La Sección Segunda de la Audiencia Provincial tinerfeña ha absuelto a tres policías locales de Güímar de un presunto delito de lesiones a un hombre que dijo haber recibido unas patadas y puñetazos que no fueron probados.
Según consta en la sentencia del caso, "el día 10 de febrero de 1997, los agentes locales patrullaban en un coche por uno de los barrios, cuando se percataron de que un vehículo que circulaba tenía una orden de localización por parte de la Jefatura Provincial de Tráfico. Los agentes procedieron a detener al conductor y le comunicaron que iban a disponer el precinto del vehículo por estar requerido por la Agencia Tributaria, a lo que su dueño contestó con insultos, dándose a la fuga y siendo interceptado, poco después, por otro coche patrulla del cual se bajo un agente e intentó abrir la puerta de dicha furgoneta a través del cristal de la puerta del conductor, que se encontraba bajando, pero reemprendió la marcha sin dar posibilidad de que el agente retirara su brazo".
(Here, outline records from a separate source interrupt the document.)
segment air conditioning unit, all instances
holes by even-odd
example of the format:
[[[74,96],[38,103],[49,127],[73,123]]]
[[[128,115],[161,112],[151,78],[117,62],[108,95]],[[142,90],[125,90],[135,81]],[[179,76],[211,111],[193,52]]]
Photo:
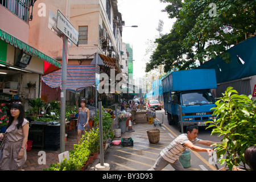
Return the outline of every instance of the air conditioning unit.
[[[109,46],[108,50],[110,51],[114,51],[115,50],[114,48],[114,46]]]
[[[114,23],[118,23],[119,22],[119,18],[118,16],[114,16],[114,19],[113,20]]]
[[[106,29],[105,28],[101,28],[100,32],[100,37],[102,39],[106,39]]]

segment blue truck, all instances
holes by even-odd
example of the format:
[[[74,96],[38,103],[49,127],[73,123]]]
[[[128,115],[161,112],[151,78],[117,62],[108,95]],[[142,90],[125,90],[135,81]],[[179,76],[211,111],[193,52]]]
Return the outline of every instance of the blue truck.
[[[189,125],[207,126],[216,118],[212,89],[217,88],[215,70],[196,69],[171,72],[162,81],[165,114],[170,125],[185,131]]]

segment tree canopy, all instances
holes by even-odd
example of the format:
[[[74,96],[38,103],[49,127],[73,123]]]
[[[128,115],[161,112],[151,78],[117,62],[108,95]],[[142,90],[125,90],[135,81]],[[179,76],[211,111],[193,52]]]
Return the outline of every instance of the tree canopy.
[[[158,46],[146,72],[163,65],[164,72],[191,69],[220,56],[256,31],[256,1],[251,0],[160,0],[163,11],[175,18],[169,34],[155,40]]]

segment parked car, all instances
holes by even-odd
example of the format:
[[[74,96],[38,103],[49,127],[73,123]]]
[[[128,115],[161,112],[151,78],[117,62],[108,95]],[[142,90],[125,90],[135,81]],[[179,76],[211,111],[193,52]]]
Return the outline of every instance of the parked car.
[[[147,104],[147,108],[161,110],[162,105],[158,100],[150,100]]]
Luego, una vez se detuvo la furgoneta, mientras un policía dirigía el tráfico, su compañero se acercaba al vehículo y el segundo agente, al abrir el conductor la puerta, cayó junto al tercer agente al suelo, no se sabe en qué posición, limitándose el segundo policía a coger por un brazo al conductor y proceder a esposarlo siendo trasladado a la Comisaría, y de ahí a un centro médico para el habitual reconocimiento tras cualquier detención. Poco después, al quejarse el detenido de un fuerte dolor en el hombro fue trasladado en una ambulancia de Cruz Roja a un centro hospitalario de esta Capital diagnosticándole "fractura de luxación de cabeza de húmero izquierdo que tardó en curar con impedimiento 192 días, necesitando intervención quirúrgica para reducir la fractura, quedándole una limitación de movilidad del hombro izquierdo, atrofia deltoides y cuello y hombro dolorosos".
La acusación particular retiró los cargos contra dos de los tres agentes, inculpando sólo al que había esposado a su cliente, aunque, según el texto legal, "no resulta probado que en la causa y el resultado de tales lesiones hayan tenido ninguna participación ni influencia alguna la acción del otro acusado, que se limitó a esposar al conductor".
Antonio García López de Vergara, abogado defensor del único agente que quedaba acusado del hecho, mantuvo siempre la petición de libre absolución.
Por su parte, el Ministerio Fiscal, al elevar a definitivas sus conclusiones, calificó los hechos como constitutivos de un delito de lesiones y solicitó para el agente que esposó al conductor un año de prisión, inhabilitación para el cargo, y una indemnización de 120.202 euros por las secuelas.
La acusación particular pedía tres años de prisión y una indemnización de 150.253 euros, haciendo responsable civil subsidiario al Ayuntamiento de Güímar. Respecto a los otros dos inculpados retiró la acusación.
Según la Sala, los hechos no son constitutivos de un delito de lesiones y el dolor que dijo que sufría el conductor hace pensar que la padecía, tal y como manifestó la defensa.